絵を描くことに目覚めたリア充高校生が、美大受験を目指す『ブルーピリオド』。熱い内容はもちろん、読めば絵の見方や技法についてもするする頭に入ってくる一粒で二度楽しめる作品だ。その作者・山口つばささんのインタビュー前半では、連載の経緯やマンガと絵画の違いについて話を聞いた。後編ではどんな話が飛び出すか、それでは本編スタート!

 

ブルーピリオド(1) ©︎山口つばさ/講談社
ブルーピリオド

山口つばさ 著
講談社刊
既刊2巻

■あらすじ
成績優秀かつスクールカースト上位の充実した毎日を送りつつ、どこか空虚な焦燥感を感じて生きる高校生・矢口八虎(やぐち やとら)は、ある日、一枚の絵に心奪われる。その衝撃は八虎を駆り立て、美しくも厳しい美術の世界へ身を投じていく。
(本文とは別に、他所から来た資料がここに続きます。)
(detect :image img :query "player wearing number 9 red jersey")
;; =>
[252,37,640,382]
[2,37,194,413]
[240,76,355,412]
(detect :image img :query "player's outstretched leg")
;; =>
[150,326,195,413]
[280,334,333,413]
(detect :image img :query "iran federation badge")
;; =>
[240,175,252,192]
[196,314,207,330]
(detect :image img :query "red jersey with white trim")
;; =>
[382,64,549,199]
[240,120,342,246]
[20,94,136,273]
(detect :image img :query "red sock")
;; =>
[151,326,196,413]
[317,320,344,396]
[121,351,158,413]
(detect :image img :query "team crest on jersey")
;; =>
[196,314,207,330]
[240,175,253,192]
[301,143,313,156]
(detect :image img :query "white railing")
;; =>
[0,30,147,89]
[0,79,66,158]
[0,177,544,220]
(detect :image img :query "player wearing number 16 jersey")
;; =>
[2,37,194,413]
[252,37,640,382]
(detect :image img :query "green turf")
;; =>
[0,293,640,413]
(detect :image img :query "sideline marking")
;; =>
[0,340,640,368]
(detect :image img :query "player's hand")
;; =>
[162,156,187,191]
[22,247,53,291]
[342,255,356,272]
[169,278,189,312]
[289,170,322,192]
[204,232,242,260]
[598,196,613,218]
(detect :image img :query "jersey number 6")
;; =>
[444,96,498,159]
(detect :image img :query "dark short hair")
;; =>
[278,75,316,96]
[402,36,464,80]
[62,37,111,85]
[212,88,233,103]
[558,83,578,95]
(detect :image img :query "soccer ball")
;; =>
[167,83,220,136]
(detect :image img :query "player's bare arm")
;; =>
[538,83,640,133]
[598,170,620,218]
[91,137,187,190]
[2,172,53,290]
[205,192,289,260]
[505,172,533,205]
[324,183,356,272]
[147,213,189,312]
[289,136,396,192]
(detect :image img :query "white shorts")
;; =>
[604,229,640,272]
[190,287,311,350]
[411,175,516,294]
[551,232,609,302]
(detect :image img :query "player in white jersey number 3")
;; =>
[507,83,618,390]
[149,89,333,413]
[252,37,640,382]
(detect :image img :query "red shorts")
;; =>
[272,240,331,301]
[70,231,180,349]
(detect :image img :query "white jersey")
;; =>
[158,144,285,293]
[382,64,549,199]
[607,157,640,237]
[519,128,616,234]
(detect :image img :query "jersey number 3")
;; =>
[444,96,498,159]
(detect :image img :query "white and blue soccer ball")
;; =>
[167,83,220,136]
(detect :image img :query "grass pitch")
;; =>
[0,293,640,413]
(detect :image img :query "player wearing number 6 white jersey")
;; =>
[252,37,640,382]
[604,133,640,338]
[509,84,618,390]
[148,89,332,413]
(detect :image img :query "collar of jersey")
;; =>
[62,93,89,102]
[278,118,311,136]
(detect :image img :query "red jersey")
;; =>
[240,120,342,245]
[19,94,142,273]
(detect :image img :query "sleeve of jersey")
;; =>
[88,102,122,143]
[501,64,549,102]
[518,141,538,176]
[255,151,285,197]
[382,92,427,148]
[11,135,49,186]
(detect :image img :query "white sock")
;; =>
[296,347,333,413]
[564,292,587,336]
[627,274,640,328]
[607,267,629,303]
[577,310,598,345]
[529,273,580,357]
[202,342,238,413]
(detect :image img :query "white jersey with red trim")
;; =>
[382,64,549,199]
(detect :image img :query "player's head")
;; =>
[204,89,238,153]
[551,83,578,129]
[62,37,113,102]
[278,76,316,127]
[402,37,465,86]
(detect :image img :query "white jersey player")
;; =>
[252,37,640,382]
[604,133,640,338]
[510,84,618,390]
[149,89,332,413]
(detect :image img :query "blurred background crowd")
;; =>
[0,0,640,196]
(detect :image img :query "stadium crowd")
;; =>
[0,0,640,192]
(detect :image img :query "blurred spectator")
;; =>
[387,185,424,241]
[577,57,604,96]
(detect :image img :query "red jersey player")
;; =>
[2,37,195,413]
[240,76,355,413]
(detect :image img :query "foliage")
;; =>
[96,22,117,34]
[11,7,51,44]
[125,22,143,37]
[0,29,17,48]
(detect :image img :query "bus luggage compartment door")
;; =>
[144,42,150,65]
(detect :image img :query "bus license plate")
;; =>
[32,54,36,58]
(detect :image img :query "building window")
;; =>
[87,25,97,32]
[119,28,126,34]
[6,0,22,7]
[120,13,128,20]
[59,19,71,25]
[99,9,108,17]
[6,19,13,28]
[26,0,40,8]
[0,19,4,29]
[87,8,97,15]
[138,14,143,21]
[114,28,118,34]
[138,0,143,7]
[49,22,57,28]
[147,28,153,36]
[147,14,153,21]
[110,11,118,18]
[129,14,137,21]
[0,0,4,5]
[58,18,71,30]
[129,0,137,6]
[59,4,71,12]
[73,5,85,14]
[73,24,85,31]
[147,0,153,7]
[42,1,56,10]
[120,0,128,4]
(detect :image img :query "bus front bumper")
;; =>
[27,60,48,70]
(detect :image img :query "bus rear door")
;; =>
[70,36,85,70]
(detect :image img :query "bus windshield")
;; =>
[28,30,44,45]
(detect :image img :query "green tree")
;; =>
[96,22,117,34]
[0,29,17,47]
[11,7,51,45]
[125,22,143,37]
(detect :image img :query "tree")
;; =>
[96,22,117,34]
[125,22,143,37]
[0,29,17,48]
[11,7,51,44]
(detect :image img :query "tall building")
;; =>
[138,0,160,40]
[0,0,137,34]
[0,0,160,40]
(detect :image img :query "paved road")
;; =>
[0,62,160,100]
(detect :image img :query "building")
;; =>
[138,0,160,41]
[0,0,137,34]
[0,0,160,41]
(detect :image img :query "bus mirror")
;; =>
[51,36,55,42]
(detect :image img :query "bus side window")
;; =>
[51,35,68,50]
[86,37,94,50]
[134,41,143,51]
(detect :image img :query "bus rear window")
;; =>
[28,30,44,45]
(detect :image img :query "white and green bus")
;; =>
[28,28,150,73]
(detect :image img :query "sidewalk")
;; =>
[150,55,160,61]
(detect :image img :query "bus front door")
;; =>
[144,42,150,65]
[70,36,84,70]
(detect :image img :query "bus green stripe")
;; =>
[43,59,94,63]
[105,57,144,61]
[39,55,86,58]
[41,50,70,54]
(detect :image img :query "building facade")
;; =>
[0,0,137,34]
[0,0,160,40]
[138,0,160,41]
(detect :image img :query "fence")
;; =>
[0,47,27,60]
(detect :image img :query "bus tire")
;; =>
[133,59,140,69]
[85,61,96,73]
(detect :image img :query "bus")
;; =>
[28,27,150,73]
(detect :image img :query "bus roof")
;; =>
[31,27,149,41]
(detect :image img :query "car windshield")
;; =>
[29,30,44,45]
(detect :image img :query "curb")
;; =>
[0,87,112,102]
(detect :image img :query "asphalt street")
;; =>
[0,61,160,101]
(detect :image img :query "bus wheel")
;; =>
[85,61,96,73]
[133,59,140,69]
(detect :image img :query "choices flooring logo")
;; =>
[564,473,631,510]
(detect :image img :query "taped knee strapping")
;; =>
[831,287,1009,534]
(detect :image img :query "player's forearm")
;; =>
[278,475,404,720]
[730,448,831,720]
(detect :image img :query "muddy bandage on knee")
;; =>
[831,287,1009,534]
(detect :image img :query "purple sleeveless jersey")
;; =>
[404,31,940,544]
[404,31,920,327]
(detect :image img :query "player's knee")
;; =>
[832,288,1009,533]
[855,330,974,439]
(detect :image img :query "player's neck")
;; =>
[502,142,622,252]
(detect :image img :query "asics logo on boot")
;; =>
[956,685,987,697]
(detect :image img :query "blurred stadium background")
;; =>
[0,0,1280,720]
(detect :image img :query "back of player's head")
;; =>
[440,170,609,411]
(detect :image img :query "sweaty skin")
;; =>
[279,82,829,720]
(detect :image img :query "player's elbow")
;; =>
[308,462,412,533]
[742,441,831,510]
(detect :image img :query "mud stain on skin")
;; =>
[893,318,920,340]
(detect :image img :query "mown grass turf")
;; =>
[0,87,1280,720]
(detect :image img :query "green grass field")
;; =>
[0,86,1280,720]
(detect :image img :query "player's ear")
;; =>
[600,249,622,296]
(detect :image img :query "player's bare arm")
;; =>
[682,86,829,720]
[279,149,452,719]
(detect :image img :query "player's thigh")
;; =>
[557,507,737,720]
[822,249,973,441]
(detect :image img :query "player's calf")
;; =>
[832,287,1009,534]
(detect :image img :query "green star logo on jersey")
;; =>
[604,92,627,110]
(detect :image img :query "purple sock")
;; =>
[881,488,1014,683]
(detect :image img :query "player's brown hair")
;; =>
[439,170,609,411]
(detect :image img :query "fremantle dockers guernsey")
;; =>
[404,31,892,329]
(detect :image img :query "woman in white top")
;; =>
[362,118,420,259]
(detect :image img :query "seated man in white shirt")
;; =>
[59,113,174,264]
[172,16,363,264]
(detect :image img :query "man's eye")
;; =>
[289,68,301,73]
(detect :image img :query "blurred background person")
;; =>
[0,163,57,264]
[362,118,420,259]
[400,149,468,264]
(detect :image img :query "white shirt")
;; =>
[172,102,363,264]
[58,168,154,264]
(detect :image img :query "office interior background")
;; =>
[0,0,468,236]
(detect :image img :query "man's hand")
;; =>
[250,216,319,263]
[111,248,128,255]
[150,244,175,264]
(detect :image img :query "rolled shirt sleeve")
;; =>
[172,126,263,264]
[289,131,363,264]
美術のノウハウうんちく満載、美大を目指して青春を燃やすスポ根受験物語、八虎と仲間たちは「好きなこと」を支えに未来を目指す!(Amazon.co.jpより)

■掲載誌
 月刊アフタヌーン(2017年8月号〜連載中)
■公式ホームページ
http://afternoon.moae.jp/lineup/832
 

 

 

【前編はこちら】

■ 好きなことは趣味でいい、は大人の発想

――好きなことに本気で向き合う悦びと痛みを描いた本作は、刺さる名言のオンパレードでもあります。STREET JACKの読者である、18歳から22歳の男子に贈るならコレ!というセリフがあれば教えてください。

山口 ありますか?(と、担当編集に振る)

担当編集 丸投げした!(笑)。「俺の好きだけが俺を守ってくれる」は名言だなと。おばあちゃん先生の「『好きなことは趣味でいい』 これは大人の発想だと思いますよ」も人気のあるセリフです。

写真を拡大 八虎へのセリフなのに、何かを突きつけられた気がしてこちらもドキリ ©山口つばさ/講談社

――自分で聞いておいてなんですけど、「俺の絵で全員殺す」というセリフも刺さりました。

担当編集 そのセリフは特に絵を描く人とか、マンガ家さんから共感するという声が届きました。 

――やはり! 絵を描く人といえば、キャラクターが絵を描くシーンが頻出します。その絵は別々の人に描いてもらい、ひとつひとつ選定しているわけですよね。この場面ではこの絵を使う、みたいにして。

山口 そうですね。自分で全て描くと偏ってしまうので、友達からもらった絵をデータ化して、ここにはコレを入れようみたいな時もあるし。みんなでで同じモチーフをデッサンする場面があるときは、どうしてもモチーフが揃わないので、友達を何人か家に呼んで描いてもらったりしています。

――余計なお世話なんですけど、作中の講評のシーンであまりよく言われない絵もあったりするじゃないですか。そこで友人関係にヒビが入ったりはしないんですか?

 

山口 揉めないよう先に言っておきます。でもみんな優しくて、「ひどい講評に使ってくれても大丈夫だから」「宣伝になるからマジで使って」みたいに言ってくれるんです。

――みんな優しいなあ。普段からマンガやイラストを描いている女子の絵に対し、先生が「圧倒的に(モチーフを)見ていないようにみえました 手のくせや想像ではなく もっと見てあげてください」と講評するシーンがありました。一度頭の中にイメージが出来てしまうと、それを追い払うのって難しいものなんだなと印象に残っています。

山口 それ、絵をやっていると言われがちなセリフなんですよ。